Europe needs to talk about reconstruction, while Japan must move on to
reorganization. The entire Japanese
people, thinking calmly from this perspective which is the result of Heaven's
rewards and punishments, should, in planning how the great Japanese empire
should be reorganized, petition for a manifestation of the Imperial prerogative
establishing “a national opinion in which no dissenting voice is heard, by the
organization of a great union of the Japanese people.” Thus, by homage to the Emperor, a basis for
national reorganization can be set up.
Truly,
our seven hundred million brothers in China and India have no path to
independence other than that offered by our guidance and protection. And for our Japan, whose population has
doubled within the past fifty years, great areas adequate to support a
population of at least two hundred and forty or fifty millions will be
absolutely necessary a hundred years from now... T]he noble Greece of Asian culture must complete her national
reorganization on the basis of her own national polity. At the same time, let her lift the virtuous
banner of an Asian league and take the leadership in a world federation which
must come. In so doing let her proclaim
to the world the Way of Heaven in which all are children of Buddha, and let her
set the example which the world must follow.
So the ideas of people like those who oppose arming the nation are after
all simply childish.
Section One:
The People's Emperor
Suspension of
the Constitution
In
order for the Emperor and the entire Japanese people to establish a secure base
for the national reorganization, the Emperor will, by a show of his Imperial
prerogative, suspend the Constitution for a period of three years, dissolve
both houses of the Diet, [1] and place the entire nation under martial law....
The True
Significance of the Emperor
The
fundamental doctrine of the Emperor as representative of the people and as
pillar of the nation must be made clear....
There
is no scientific basis whatever for the belief of the democracies that a state
which is governed by representatives voted in by the electorate is superior to
a state which has a system of government by a particular person.
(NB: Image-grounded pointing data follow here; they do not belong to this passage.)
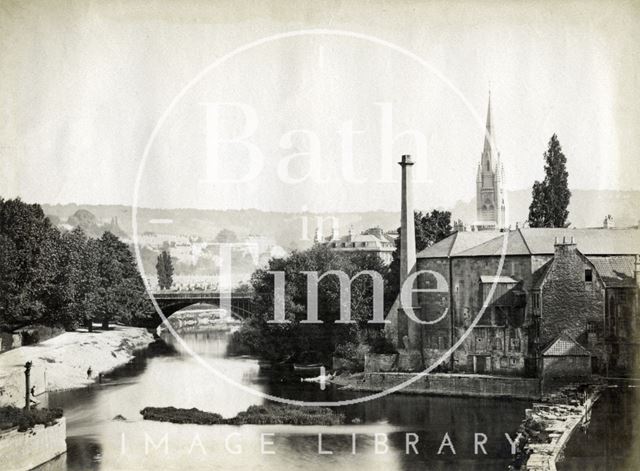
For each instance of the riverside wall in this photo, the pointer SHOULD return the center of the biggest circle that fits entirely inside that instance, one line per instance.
(447, 384)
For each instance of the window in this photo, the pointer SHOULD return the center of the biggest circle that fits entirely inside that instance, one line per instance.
(535, 299)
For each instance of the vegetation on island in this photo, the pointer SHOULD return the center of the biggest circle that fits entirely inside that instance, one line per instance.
(11, 416)
(550, 197)
(268, 414)
(63, 278)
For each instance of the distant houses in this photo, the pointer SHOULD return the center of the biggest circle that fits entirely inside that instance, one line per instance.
(373, 240)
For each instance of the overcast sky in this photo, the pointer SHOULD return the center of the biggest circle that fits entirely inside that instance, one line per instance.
(85, 83)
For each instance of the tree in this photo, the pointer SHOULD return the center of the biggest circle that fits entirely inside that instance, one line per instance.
(550, 198)
(429, 228)
(120, 294)
(29, 252)
(164, 268)
(77, 281)
(292, 339)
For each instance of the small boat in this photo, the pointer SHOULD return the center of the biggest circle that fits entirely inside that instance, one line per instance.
(307, 369)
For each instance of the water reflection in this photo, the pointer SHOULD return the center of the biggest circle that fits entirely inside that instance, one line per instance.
(381, 427)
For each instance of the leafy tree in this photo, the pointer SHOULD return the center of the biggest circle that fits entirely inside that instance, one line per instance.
(164, 268)
(121, 295)
(76, 282)
(65, 279)
(430, 228)
(293, 339)
(550, 197)
(29, 251)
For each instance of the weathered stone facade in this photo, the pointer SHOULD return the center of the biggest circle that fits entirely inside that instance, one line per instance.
(572, 297)
(502, 318)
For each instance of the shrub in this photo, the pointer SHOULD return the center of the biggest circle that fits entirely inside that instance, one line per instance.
(269, 414)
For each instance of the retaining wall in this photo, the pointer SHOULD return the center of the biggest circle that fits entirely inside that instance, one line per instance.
(22, 451)
(456, 384)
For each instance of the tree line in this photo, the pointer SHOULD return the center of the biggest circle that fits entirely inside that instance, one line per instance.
(312, 342)
(66, 279)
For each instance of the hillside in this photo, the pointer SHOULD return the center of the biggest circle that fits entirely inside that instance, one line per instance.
(588, 208)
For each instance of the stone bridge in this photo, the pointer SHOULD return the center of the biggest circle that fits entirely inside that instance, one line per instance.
(239, 304)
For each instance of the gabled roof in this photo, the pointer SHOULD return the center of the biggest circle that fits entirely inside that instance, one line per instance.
(565, 346)
(488, 279)
(457, 243)
(515, 245)
(616, 271)
(598, 241)
(535, 241)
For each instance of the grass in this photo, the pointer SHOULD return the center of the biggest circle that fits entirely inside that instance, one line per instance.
(270, 414)
(11, 416)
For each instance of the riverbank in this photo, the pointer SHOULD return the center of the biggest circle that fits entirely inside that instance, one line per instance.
(62, 362)
(549, 425)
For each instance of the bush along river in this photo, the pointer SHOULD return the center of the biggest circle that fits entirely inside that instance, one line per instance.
(106, 431)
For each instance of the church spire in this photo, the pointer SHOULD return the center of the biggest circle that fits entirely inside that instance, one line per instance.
(490, 197)
(489, 152)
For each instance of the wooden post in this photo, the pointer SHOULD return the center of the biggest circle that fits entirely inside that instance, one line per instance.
(27, 391)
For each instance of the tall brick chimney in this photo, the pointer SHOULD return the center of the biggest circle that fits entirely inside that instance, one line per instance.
(407, 249)
(636, 271)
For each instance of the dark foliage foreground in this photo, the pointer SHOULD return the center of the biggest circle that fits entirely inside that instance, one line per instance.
(271, 414)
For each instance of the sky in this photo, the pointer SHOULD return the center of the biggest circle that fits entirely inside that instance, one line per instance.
(131, 102)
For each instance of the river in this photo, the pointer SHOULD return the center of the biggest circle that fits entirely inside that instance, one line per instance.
(381, 427)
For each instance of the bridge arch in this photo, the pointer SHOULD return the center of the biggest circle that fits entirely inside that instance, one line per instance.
(170, 302)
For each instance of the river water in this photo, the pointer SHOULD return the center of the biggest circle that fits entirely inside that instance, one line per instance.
(380, 428)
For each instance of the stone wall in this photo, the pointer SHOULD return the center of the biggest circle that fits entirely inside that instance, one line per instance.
(566, 366)
(456, 385)
(26, 450)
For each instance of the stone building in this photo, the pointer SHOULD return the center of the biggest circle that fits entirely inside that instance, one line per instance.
(373, 240)
(512, 315)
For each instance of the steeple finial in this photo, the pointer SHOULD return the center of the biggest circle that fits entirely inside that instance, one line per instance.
(489, 138)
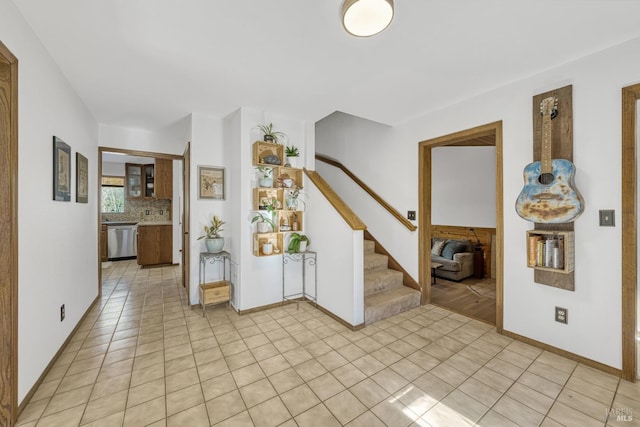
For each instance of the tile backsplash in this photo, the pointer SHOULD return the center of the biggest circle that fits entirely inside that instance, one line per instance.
(136, 210)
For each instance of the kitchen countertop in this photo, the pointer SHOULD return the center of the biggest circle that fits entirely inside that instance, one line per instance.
(140, 224)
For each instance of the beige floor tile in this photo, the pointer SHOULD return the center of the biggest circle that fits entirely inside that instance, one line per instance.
(318, 416)
(310, 369)
(393, 413)
(269, 413)
(146, 413)
(67, 418)
(193, 417)
(325, 386)
(566, 415)
(145, 392)
(517, 412)
(184, 399)
(105, 406)
(62, 401)
(257, 392)
(182, 379)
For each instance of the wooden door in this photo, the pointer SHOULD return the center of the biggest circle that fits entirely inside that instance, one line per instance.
(164, 179)
(9, 233)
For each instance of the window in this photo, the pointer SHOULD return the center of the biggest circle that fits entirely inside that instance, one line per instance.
(112, 194)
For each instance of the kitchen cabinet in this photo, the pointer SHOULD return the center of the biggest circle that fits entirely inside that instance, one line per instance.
(164, 179)
(104, 249)
(155, 245)
(151, 181)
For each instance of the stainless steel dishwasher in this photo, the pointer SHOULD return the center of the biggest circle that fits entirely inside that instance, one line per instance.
(122, 241)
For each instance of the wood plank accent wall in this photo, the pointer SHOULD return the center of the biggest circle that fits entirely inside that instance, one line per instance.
(462, 232)
(561, 148)
(9, 233)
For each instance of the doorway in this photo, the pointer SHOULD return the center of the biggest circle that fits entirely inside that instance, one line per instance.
(486, 135)
(9, 233)
(630, 111)
(139, 155)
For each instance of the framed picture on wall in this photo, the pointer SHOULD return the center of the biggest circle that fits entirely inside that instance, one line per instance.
(82, 179)
(210, 182)
(61, 170)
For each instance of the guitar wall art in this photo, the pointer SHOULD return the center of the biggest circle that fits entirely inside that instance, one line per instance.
(549, 194)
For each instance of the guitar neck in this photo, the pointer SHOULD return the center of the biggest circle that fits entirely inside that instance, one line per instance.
(545, 155)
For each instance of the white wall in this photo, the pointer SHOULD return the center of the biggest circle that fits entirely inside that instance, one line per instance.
(463, 188)
(594, 307)
(58, 241)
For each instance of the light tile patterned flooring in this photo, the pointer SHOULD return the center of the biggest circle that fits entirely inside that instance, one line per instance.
(143, 357)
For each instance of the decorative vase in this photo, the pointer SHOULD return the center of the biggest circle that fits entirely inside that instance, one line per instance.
(267, 248)
(263, 227)
(214, 245)
(293, 161)
(266, 182)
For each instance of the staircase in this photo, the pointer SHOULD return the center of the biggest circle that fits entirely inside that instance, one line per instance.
(384, 293)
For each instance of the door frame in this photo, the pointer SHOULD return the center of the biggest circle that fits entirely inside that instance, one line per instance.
(630, 98)
(9, 243)
(99, 189)
(461, 138)
(186, 221)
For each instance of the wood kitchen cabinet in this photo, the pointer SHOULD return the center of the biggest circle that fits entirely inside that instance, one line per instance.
(149, 181)
(155, 245)
(104, 249)
(164, 179)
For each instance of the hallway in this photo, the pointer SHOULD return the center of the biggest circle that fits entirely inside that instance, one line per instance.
(143, 357)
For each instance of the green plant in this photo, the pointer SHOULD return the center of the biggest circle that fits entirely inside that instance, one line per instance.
(271, 134)
(265, 171)
(261, 216)
(291, 151)
(294, 242)
(213, 231)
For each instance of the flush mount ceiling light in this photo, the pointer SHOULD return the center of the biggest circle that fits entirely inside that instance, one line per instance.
(364, 18)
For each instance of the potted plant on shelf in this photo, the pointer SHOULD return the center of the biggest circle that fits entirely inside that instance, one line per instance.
(266, 176)
(292, 153)
(214, 241)
(264, 219)
(293, 199)
(271, 135)
(298, 243)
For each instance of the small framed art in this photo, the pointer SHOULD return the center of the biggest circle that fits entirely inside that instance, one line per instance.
(82, 179)
(61, 170)
(210, 182)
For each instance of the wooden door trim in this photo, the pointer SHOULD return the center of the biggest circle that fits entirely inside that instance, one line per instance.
(463, 138)
(630, 97)
(9, 243)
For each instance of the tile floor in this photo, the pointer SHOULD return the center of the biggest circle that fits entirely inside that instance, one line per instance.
(143, 357)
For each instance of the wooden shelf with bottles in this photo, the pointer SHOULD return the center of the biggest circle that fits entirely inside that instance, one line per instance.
(551, 250)
(288, 217)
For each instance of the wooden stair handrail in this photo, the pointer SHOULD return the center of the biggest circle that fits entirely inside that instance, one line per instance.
(397, 215)
(339, 205)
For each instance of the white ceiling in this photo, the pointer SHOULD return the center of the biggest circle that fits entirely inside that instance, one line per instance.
(148, 63)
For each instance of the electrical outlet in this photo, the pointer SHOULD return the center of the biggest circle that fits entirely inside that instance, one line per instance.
(562, 315)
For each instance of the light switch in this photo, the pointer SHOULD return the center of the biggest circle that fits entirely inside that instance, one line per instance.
(607, 218)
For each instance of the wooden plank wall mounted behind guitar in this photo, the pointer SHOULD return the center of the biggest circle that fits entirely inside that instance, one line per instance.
(549, 194)
(562, 148)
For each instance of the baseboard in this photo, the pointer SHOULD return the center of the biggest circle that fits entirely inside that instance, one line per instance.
(572, 356)
(53, 361)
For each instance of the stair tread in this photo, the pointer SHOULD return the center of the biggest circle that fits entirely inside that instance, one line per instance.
(382, 279)
(381, 305)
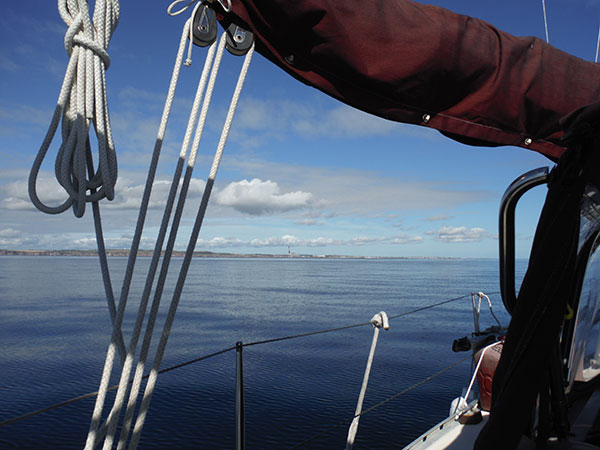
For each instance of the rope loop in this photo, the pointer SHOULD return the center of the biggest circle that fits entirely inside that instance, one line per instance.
(82, 104)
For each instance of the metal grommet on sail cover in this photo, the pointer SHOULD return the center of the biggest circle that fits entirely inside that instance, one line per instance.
(239, 40)
(204, 28)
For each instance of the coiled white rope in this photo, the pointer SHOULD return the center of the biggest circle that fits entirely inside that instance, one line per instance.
(94, 436)
(190, 249)
(81, 103)
(93, 431)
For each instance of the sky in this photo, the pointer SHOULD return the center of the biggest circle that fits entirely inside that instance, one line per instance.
(300, 170)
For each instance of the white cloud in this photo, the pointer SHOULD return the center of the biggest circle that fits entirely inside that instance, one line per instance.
(9, 233)
(258, 197)
(294, 241)
(438, 218)
(459, 234)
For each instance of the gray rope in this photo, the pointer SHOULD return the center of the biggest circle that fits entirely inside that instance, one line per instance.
(189, 252)
(135, 247)
(172, 235)
(81, 103)
(112, 420)
(219, 352)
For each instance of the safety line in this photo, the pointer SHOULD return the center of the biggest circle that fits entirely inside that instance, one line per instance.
(219, 352)
(110, 388)
(381, 403)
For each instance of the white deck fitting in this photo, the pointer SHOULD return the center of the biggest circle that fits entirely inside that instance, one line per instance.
(449, 434)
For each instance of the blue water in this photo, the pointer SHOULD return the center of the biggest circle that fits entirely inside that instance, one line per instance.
(55, 328)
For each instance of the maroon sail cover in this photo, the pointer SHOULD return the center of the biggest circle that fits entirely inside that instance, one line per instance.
(422, 64)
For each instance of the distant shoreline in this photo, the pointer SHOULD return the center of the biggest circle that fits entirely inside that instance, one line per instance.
(200, 254)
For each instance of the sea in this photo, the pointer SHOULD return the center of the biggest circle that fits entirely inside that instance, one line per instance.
(299, 393)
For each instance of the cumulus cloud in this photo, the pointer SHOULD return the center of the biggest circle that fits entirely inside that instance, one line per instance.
(258, 197)
(438, 218)
(459, 234)
(294, 241)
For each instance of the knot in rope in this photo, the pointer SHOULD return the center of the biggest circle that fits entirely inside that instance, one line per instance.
(225, 4)
(81, 103)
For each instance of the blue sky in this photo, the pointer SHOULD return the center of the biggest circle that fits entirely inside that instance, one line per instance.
(299, 169)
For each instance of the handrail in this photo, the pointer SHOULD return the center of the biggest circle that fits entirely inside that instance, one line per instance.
(506, 232)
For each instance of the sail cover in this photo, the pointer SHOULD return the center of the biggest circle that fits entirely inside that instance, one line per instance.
(425, 65)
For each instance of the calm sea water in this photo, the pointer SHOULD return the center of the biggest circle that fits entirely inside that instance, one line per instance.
(55, 328)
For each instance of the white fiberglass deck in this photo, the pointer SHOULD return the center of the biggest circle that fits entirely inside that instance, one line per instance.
(449, 434)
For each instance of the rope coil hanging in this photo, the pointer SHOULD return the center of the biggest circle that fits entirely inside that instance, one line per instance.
(82, 103)
(108, 430)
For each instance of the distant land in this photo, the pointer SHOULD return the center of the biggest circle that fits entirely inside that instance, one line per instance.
(198, 254)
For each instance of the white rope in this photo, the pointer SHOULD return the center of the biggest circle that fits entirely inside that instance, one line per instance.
(379, 320)
(112, 420)
(189, 251)
(171, 243)
(225, 5)
(81, 103)
(461, 405)
(545, 20)
(108, 364)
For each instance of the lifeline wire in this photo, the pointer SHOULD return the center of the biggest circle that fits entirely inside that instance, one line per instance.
(219, 352)
(381, 403)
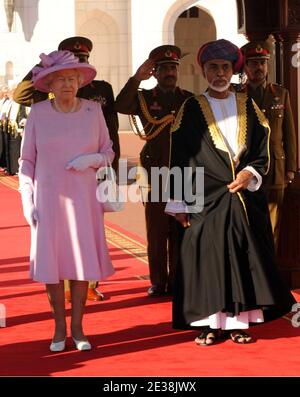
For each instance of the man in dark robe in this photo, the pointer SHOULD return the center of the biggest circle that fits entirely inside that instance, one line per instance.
(227, 277)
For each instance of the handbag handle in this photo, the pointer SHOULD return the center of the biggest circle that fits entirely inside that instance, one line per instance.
(110, 170)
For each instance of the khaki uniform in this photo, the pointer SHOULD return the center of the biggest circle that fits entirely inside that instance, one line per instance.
(274, 101)
(161, 228)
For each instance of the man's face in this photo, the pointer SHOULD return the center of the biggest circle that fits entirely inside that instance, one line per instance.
(218, 73)
(256, 70)
(166, 75)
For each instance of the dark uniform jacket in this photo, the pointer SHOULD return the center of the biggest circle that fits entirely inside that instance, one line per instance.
(274, 102)
(155, 152)
(227, 254)
(98, 90)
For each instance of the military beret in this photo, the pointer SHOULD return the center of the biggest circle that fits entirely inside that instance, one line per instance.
(165, 54)
(256, 50)
(77, 44)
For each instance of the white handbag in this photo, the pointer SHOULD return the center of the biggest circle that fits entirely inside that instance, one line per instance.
(108, 192)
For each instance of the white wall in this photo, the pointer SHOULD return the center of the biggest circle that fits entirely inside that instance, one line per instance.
(44, 23)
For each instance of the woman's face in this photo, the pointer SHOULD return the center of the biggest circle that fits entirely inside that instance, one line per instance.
(64, 84)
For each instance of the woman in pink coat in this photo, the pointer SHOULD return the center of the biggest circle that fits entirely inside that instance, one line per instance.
(65, 141)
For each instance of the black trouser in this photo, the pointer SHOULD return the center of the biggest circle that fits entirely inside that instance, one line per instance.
(163, 247)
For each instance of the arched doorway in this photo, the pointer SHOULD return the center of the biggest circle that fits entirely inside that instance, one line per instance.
(103, 31)
(193, 28)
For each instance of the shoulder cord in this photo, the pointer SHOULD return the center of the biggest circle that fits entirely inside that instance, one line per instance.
(151, 122)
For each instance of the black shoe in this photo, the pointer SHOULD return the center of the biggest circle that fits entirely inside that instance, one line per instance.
(157, 290)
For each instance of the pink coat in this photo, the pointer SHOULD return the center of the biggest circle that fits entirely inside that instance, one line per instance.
(69, 240)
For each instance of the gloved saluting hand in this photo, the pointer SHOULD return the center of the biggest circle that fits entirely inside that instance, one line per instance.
(29, 210)
(84, 161)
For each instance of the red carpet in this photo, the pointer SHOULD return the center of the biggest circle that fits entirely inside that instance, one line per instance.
(131, 333)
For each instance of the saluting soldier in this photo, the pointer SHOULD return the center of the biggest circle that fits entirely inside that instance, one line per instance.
(98, 90)
(157, 109)
(274, 101)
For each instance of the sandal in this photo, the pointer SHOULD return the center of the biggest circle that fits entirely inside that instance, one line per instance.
(207, 337)
(241, 337)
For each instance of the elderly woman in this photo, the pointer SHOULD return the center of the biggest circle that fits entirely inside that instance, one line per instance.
(65, 141)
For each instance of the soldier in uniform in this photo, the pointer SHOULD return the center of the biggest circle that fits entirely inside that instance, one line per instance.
(157, 109)
(98, 90)
(274, 101)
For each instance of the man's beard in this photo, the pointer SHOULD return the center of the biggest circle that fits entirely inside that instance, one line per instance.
(219, 88)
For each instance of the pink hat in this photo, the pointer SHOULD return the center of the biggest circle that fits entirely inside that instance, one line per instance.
(60, 60)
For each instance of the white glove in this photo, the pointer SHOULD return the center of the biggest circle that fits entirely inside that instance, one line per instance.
(84, 161)
(29, 210)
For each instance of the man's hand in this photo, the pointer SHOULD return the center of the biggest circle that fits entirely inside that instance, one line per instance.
(183, 218)
(241, 181)
(145, 71)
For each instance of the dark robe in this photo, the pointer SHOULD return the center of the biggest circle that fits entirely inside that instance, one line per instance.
(227, 254)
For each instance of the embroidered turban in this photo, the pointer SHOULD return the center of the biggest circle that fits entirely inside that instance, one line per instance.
(221, 49)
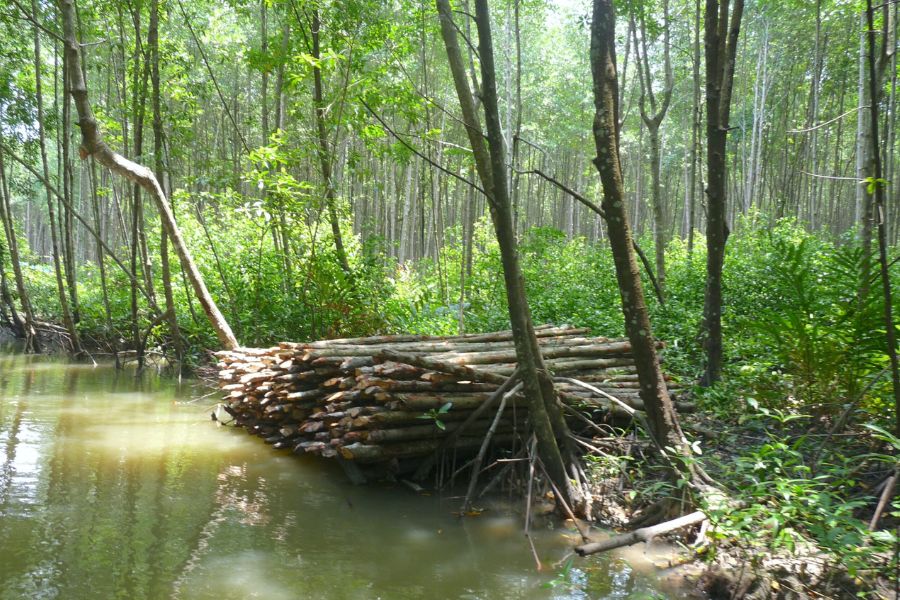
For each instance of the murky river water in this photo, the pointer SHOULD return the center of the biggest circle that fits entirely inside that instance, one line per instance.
(112, 487)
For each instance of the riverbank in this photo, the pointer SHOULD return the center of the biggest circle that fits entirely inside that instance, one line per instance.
(116, 484)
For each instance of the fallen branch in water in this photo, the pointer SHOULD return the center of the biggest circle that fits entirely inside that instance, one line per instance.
(644, 534)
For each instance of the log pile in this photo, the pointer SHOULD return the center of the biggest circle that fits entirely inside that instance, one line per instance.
(371, 400)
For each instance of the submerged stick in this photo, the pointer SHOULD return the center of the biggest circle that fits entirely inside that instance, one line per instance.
(644, 534)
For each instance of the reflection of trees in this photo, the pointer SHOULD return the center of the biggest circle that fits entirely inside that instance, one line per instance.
(111, 522)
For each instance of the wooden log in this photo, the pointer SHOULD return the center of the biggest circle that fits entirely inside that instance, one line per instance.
(644, 534)
(369, 453)
(420, 432)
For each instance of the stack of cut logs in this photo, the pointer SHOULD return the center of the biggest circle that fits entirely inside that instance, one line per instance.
(375, 399)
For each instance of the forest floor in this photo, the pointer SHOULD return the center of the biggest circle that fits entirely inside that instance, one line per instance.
(739, 556)
(770, 549)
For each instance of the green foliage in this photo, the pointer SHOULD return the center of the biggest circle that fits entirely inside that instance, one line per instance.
(436, 413)
(786, 502)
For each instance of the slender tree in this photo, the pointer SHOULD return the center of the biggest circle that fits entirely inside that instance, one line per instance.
(661, 414)
(68, 321)
(653, 111)
(490, 164)
(876, 185)
(92, 144)
(722, 25)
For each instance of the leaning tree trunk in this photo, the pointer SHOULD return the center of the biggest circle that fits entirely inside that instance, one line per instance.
(544, 413)
(31, 339)
(324, 151)
(68, 321)
(661, 414)
(171, 317)
(721, 37)
(890, 332)
(92, 144)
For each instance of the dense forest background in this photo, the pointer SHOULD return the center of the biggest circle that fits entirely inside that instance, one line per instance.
(322, 175)
(271, 142)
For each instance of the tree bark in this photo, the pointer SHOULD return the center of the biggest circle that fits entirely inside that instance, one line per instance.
(721, 38)
(31, 340)
(68, 321)
(93, 145)
(326, 157)
(490, 161)
(661, 414)
(171, 315)
(879, 205)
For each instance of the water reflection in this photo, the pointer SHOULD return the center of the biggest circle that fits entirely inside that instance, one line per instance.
(112, 487)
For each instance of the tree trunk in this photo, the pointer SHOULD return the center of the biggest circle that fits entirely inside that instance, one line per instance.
(546, 418)
(68, 322)
(326, 157)
(171, 315)
(93, 145)
(721, 39)
(661, 414)
(31, 340)
(890, 332)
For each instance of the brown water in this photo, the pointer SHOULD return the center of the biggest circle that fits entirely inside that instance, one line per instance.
(113, 487)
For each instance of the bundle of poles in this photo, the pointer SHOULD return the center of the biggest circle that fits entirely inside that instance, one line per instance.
(400, 397)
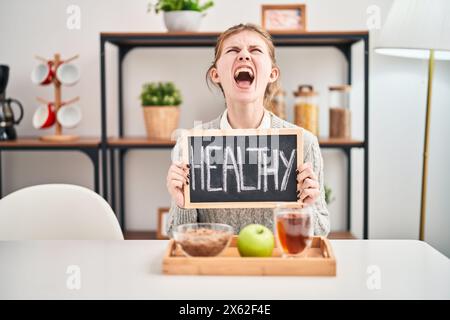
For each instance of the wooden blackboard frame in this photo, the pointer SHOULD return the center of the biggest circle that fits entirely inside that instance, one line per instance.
(238, 132)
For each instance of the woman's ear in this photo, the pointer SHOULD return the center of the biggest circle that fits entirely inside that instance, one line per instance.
(274, 74)
(214, 75)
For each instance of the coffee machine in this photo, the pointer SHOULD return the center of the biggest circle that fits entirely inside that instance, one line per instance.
(7, 118)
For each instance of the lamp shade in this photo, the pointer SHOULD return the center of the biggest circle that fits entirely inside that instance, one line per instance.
(414, 27)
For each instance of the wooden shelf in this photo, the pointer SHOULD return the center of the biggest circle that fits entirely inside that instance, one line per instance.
(140, 142)
(35, 142)
(340, 143)
(168, 39)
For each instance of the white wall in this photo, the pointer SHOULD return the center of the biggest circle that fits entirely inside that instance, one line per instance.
(397, 104)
Every nation has its own national spirit and
history. It cannot be maintained, as
advocates of this theory would have it, that China during the first eight years
of [its] Republic [2] was more rational than Belgium, which retained rule by a
single person. [3] The
"democracy”of the Americans derives from the very unsophisticated theory
of the time which held that society came into being through a voluntary
contract based upon the free will of individuals; these people, emigrating from
each European country as individuals, established communities and built a
country. But their theory of the divine
right of voters is a half-witted philosophy which arose in opposition to the
theory of the divine right of kings at that time. Now Japan certainly was not founded in this way, and there has
never been a period in which Japan was dominated by a half-witted
philosophy. Suffice it to say that the
system whereby the head of state has to struggle for election by a long-winded
self-advertisement and by exposing himself to ridicule like a low-class actor
seems a very strange custom to the Japanese people, who have been brought up in
the belief that silence is golden and that modesty is a virtue....
1. The Japanese legislature.
2. The Chinese Republic was established when
the Qing dynasty was overthrown in 1911.
3. Belgium had a constitutional monarchy with
an elected legislature as the primary governing authority.
1. What religious language does Ikki use to
justify Japan's need for reorganization?
What nationalistic language does he use?
2. What does Ikki think of the dominant western
system of constitutional monarchy? Why
does he say both it and American-style democracy are unsuited for Japan?
3. Compare Ikki's goals for political reform to
the general drift of European politics in the interwar years. How might Ikki's ideas reinforce
authoritarianism?
4. What future role does Ikki envision Japan
playing in Asia? How does this compare
to similar rhetoric from western Europeans, particularly with regard to Africa?